The drug is a biosimilar for aflibercept 2 mg (Eylea)
The US Food and Drug Administration (FDA) announced it has approved aflibercept-mrbb (Ahzantive), biosimilar to Eylea, for the treatment of patients with age-related neovascular (wet) macular degeneration (nAMD). The news was announced in a press release from biosimilar developer Formycon AG and its licensing partner Klinge Biopharma, both based in Germany.1
The biosimilar has also been approved for treatment in patients with serious retinal diseases such as diabetic macular oedema (DME), diabetic retinopathy (DR) and macular oedema following retinal vein occlusion (RVO).
In addition to Ahzantive, two other aflibercept biosimilars were recently approved by the FDA: Biocon Biologics's aflibercept-jbvf (Yesafili) and Samsung Bioepis aflibercept-yszy (Opuviz).
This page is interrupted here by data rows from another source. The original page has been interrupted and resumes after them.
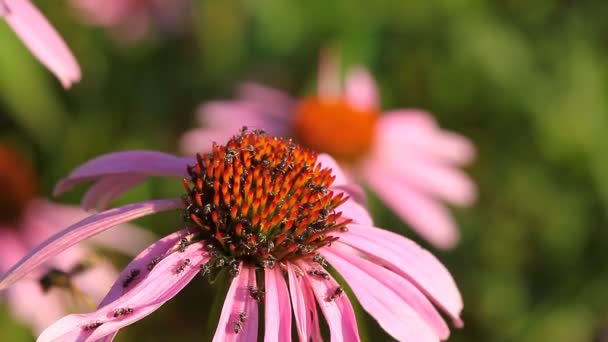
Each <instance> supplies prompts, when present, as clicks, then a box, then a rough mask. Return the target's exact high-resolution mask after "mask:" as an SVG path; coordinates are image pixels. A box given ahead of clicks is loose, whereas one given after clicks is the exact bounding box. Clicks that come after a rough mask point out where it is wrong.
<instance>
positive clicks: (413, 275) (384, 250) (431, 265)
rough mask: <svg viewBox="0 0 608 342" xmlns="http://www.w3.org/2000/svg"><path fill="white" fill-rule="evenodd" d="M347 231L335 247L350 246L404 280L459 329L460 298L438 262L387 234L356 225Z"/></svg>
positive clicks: (455, 284) (394, 234)
mask: <svg viewBox="0 0 608 342" xmlns="http://www.w3.org/2000/svg"><path fill="white" fill-rule="evenodd" d="M348 228H349V231H348V233H345V234H339V236H340V239H339V240H338V241H336V242H335V243H336V244H340V243H344V244H347V245H349V246H352V247H354V248H356V249H358V250H359V251H361V252H363V253H364V254H365V255H366V256H367V257H368V258H370V260H372V261H374V262H376V263H378V264H380V265H383V266H385V267H387V268H389V269H390V270H392V271H394V272H396V273H397V274H400V275H402V276H404V277H405V278H406V279H408V280H409V281H410V282H411V283H412V284H414V285H416V287H418V289H419V290H420V291H422V293H424V294H426V295H427V296H428V297H429V298H430V299H431V300H432V301H433V302H434V303H435V304H436V305H437V306H439V307H440V308H442V309H443V310H445V311H446V312H447V313H448V314H449V315H450V317H451V318H452V320H453V321H454V324H455V325H456V326H458V327H459V326H461V325H462V321H461V320H460V312H461V311H462V307H463V304H462V297H461V296H460V292H459V291H458V287H457V286H456V283H455V282H454V279H453V278H452V276H451V275H450V273H449V272H448V270H447V269H446V268H445V266H443V265H442V264H441V262H439V260H437V258H435V257H434V256H433V255H432V254H431V253H429V252H428V251H427V250H425V249H422V248H421V247H420V246H418V245H417V244H416V243H414V242H413V241H411V240H409V239H406V238H405V237H403V236H401V235H398V234H395V233H392V232H389V231H387V230H384V229H379V228H375V227H371V226H362V225H356V224H351V225H349V226H348ZM372 237H373V238H372Z"/></svg>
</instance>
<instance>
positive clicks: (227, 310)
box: [213, 263, 258, 342]
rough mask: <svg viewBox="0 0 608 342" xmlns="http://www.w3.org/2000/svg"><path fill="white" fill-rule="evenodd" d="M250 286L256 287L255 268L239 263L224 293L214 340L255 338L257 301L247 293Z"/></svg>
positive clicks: (220, 340)
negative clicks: (238, 264)
mask: <svg viewBox="0 0 608 342" xmlns="http://www.w3.org/2000/svg"><path fill="white" fill-rule="evenodd" d="M251 287H256V281H255V268H254V267H250V266H245V265H243V264H242V263H241V265H240V266H239V274H238V275H237V276H236V277H235V278H234V279H233V280H232V283H231V284H230V288H229V289H228V293H227V294H226V300H225V301H224V307H223V308H222V313H221V315H220V320H219V322H218V325H217V330H216V331H215V336H213V341H214V342H230V341H256V340H257V338H258V302H257V301H256V300H255V299H253V297H251V295H250V294H249V289H250V288H251Z"/></svg>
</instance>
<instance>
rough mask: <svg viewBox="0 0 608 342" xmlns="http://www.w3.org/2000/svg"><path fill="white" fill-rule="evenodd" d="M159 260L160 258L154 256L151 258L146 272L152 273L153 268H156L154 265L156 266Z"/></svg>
mask: <svg viewBox="0 0 608 342" xmlns="http://www.w3.org/2000/svg"><path fill="white" fill-rule="evenodd" d="M161 259H162V258H161V257H160V256H155V257H154V258H152V261H150V263H148V271H152V269H153V268H154V266H156V264H158V263H159V262H160V260H161Z"/></svg>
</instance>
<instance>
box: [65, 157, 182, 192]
mask: <svg viewBox="0 0 608 342" xmlns="http://www.w3.org/2000/svg"><path fill="white" fill-rule="evenodd" d="M188 164H190V165H192V164H194V158H192V157H176V156H173V155H170V154H166V153H161V152H155V151H125V152H116V153H110V154H105V155H102V156H100V157H97V158H95V159H93V160H90V161H88V162H86V163H84V164H82V165H81V166H79V167H78V168H76V169H75V170H73V171H72V172H71V173H70V174H69V175H68V176H67V177H66V178H64V179H62V180H61V181H60V182H59V183H58V184H57V185H56V186H55V190H54V194H55V195H59V194H62V193H64V192H66V191H68V190H69V189H71V188H73V187H74V186H76V185H77V184H79V183H82V182H86V181H91V180H96V179H100V178H103V177H107V176H115V175H133V176H136V175H137V176H168V177H187V176H188V172H187V165H188ZM98 196H99V195H98Z"/></svg>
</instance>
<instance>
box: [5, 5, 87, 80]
mask: <svg viewBox="0 0 608 342" xmlns="http://www.w3.org/2000/svg"><path fill="white" fill-rule="evenodd" d="M0 7H2V8H3V10H2V12H3V13H2V15H3V17H4V19H6V21H7V23H8V24H9V26H10V27H11V28H12V29H13V30H14V31H15V33H16V34H17V36H19V38H21V40H22V41H23V43H24V44H25V45H26V46H27V47H28V49H29V50H30V51H31V52H32V54H34V56H36V58H38V60H39V61H40V62H41V63H42V64H44V65H45V66H46V67H47V68H48V69H49V70H50V71H51V72H52V73H53V74H55V76H57V78H58V79H59V81H60V82H61V84H62V85H63V86H64V87H65V88H69V87H70V86H71V85H72V83H75V82H78V81H79V80H80V66H78V62H76V58H74V55H73V54H72V52H71V51H70V49H69V48H68V47H67V45H66V44H65V42H64V41H63V39H62V38H61V37H60V36H59V33H57V31H56V30H55V29H54V28H53V27H52V26H51V24H50V23H49V22H48V21H47V20H46V18H45V17H44V16H43V15H42V13H40V11H39V10H38V9H37V8H36V7H35V6H34V5H33V4H32V3H31V2H30V1H28V0H4V1H3V6H0Z"/></svg>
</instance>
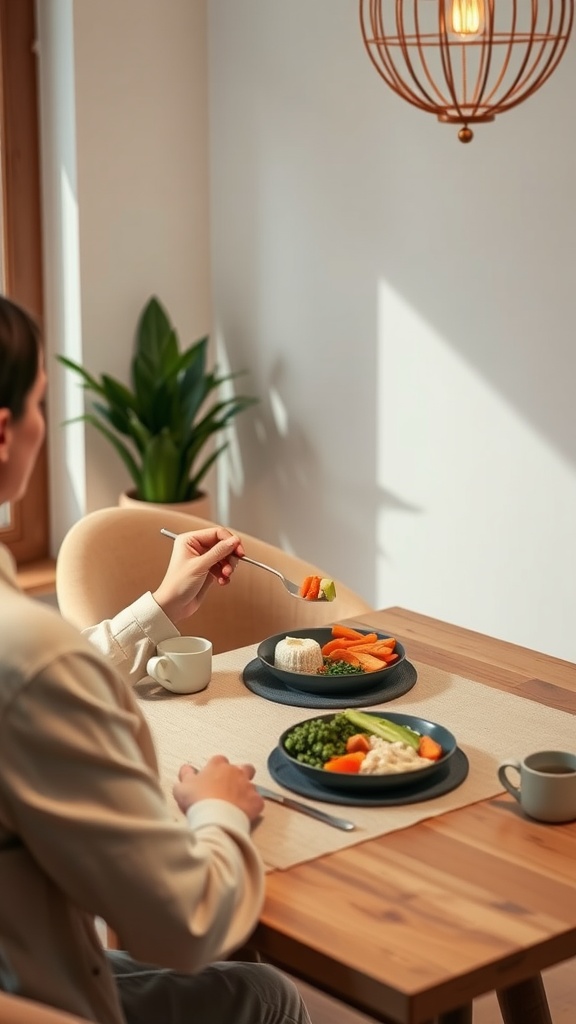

In the press release,1 Formycon CEO Stefan Glombitza, PhD, stated that the FDA approval of Ahzantive was “another key milestone on [their] way to becoming the leading pure-play biosimilar developer. It highlights the expertise and experience of [their] team.” He further stated that, alongside Formycon's approved biosimilar FYB201 (reference drug Lucentis), he believes the company has an “outstanding position in ophthalmic biosimilar therapies.”
According to Formycon, the active ingredient in Ahzantive inhibits the vascular endothelial growth factor (VEGF), which is responsible for the excessive formation of blood vessels in the retina.
The company said that the FDA approval was rooted in the company's “comprehensive data package” that included “analytical, pre-clinical, clinical and manufacturing data.” The data showed that Ahzantive demonstrated comparable efficacy, safety, pharmacokinetics and immunogenicity to the reference drug Eylea in patients with nAMD.
In addition to the FDA approval, the company also submitted a marketing authorisation application with the European Medicines Agency (EMA) and expects a response by early 2025.